2. The flour mill for producing flour according to claim 1, wherein the inner peripheral surface of the first cam is provided with a first stopper, the inner peripheral surface of the second cam is provided with a second stopper, the outer peripheral surface of the rotating shaft is provided with four driving blocks, the two driving blocks are divided into one group, the first stopper is located between the two driving blocks of one group, the second stopper is located between the two driving blocks of the other group, and the first stopper and the second stopper are both in circumferential blocking fit with the driving blocks.

3. The flour mill for flour production according to claim 2, wherein a first pushing mechanism and a second pushing mechanism are arranged in the rotating shaft, the first pushing mechanism and the second pushing mechanism are respectively arranged at two ends of the rotating shaft, the first pushing mechanism is used for pushing the first cam to enable the first rolling assembly to incline relative to the rotating shaft, and the second pushing mechanism is used for pushing the second cam to enable the second rolling assembly to be consistent with the first rolling assembly in inclination direction.

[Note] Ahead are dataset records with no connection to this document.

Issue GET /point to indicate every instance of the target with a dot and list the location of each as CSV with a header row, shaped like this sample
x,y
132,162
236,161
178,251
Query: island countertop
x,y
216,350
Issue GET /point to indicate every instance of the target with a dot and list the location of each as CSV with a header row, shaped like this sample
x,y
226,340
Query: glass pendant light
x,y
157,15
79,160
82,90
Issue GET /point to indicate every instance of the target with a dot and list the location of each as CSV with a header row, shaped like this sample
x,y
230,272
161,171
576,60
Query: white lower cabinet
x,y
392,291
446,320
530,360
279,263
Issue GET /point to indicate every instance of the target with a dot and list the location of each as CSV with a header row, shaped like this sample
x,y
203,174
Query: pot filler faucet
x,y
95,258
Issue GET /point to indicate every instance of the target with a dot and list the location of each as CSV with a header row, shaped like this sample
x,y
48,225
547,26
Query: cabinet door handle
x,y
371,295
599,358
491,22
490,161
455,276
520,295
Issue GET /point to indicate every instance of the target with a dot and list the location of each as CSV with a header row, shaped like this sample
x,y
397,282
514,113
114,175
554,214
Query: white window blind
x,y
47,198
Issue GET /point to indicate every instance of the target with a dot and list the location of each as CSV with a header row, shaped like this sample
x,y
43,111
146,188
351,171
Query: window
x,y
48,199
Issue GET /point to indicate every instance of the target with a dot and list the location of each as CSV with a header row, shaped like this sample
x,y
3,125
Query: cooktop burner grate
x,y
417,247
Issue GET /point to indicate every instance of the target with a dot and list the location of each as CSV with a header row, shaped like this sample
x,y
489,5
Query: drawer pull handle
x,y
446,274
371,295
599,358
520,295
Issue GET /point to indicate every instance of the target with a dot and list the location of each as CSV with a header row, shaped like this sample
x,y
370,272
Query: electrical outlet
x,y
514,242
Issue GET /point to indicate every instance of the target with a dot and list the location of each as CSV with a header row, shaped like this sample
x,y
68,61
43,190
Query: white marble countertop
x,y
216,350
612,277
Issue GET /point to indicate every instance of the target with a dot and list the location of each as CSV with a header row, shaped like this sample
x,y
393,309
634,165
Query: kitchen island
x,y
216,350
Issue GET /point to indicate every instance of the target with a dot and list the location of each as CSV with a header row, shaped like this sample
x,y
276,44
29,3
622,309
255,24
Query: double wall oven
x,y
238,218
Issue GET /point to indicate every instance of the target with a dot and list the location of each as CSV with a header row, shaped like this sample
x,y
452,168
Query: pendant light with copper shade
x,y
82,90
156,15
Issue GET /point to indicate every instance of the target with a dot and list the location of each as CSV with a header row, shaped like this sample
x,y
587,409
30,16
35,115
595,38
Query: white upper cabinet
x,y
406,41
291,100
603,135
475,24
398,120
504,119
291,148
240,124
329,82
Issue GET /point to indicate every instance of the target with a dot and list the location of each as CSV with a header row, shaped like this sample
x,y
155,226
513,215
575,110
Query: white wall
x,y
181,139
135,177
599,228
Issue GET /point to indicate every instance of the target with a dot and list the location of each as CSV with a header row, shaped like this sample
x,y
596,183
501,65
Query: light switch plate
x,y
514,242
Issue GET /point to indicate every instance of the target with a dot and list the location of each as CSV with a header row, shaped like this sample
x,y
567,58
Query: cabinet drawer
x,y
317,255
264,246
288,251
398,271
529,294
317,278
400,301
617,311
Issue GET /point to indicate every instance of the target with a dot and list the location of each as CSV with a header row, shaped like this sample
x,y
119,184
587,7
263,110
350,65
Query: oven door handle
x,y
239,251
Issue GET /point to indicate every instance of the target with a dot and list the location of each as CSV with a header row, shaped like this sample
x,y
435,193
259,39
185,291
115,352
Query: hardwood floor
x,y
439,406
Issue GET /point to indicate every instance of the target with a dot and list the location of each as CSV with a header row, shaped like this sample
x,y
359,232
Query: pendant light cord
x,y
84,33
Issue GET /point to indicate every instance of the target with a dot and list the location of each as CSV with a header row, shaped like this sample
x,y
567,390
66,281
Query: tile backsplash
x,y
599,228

4. A flour mill for producing flour according to claim 3, wherein the first pushing mechanism comprises a cylinder, the output end of the cylinder is connected with a sliding block, the front and rear sides of the sliding block are respectively provided with a pushing column, the pushing columns can extend out from the rotating shaft, one pushing column is located above the rotating shaft, and the other pushing column is located below the rotating shaft.

5. The flour mill according to claim 4, wherein the two push posts are located between the two sets of driving blocks in the circumferential direction of the rotation shaft.

6. The flour mill for producing flour according to claim 5, wherein the second pushing mechanism has the same structure as the first pushing mechanism, and the first pushing mechanism and the second pushing mechanism are opposite in orientation.

7. The flour mill for producing flour according to claim 1, wherein two rotating shafts are provided, two supporting rod groups are provided on the bottom plate, telescopic brackets are slidably provided on the supporting rod groups, the rotating shafts are rotatably provided on the respective telescopic brackets, the first driving mechanism is in transmission connection with a first belt pulley, the end parts of the two rotating shafts are in transmission connection with a second belt pulley, the two second belt pulleys are respectively in transmission connection with the first belt pulley through respective transmission belts, and tensioning wheels are further provided on the supporting rod groups and are used for tensioning the transmission belts.

8. The flour mill for producing flour according to claim 7, wherein the bottom plate is an arc plate, a base is arranged at the bottom of the flour mill box, an arc track is arranged on the base, a second driving mechanism is arranged on the base, and the second driving mechanism drives the arc plate to slide left and right along the arc track.

9. The flour mill for producing flour according to claim 8, wherein the interior of the mill housing is provided with an arc-shaped cavity, the side wall of the mill housing is provided with an arc-shaped groove, and the end of the rotating shaft slides left and right along the arc-shaped groove to enable the first rolling assembly and the second rolling assembly to slide along the arc-shaped cavity.

10. The flour mill for producing flour according to claim 9, wherein the flour mill is provided with a feed inlet, a discharge outlet is provided at the bottom of the arc-shaped cavity, and the feed inlet corresponds to the discharge outlet vertically.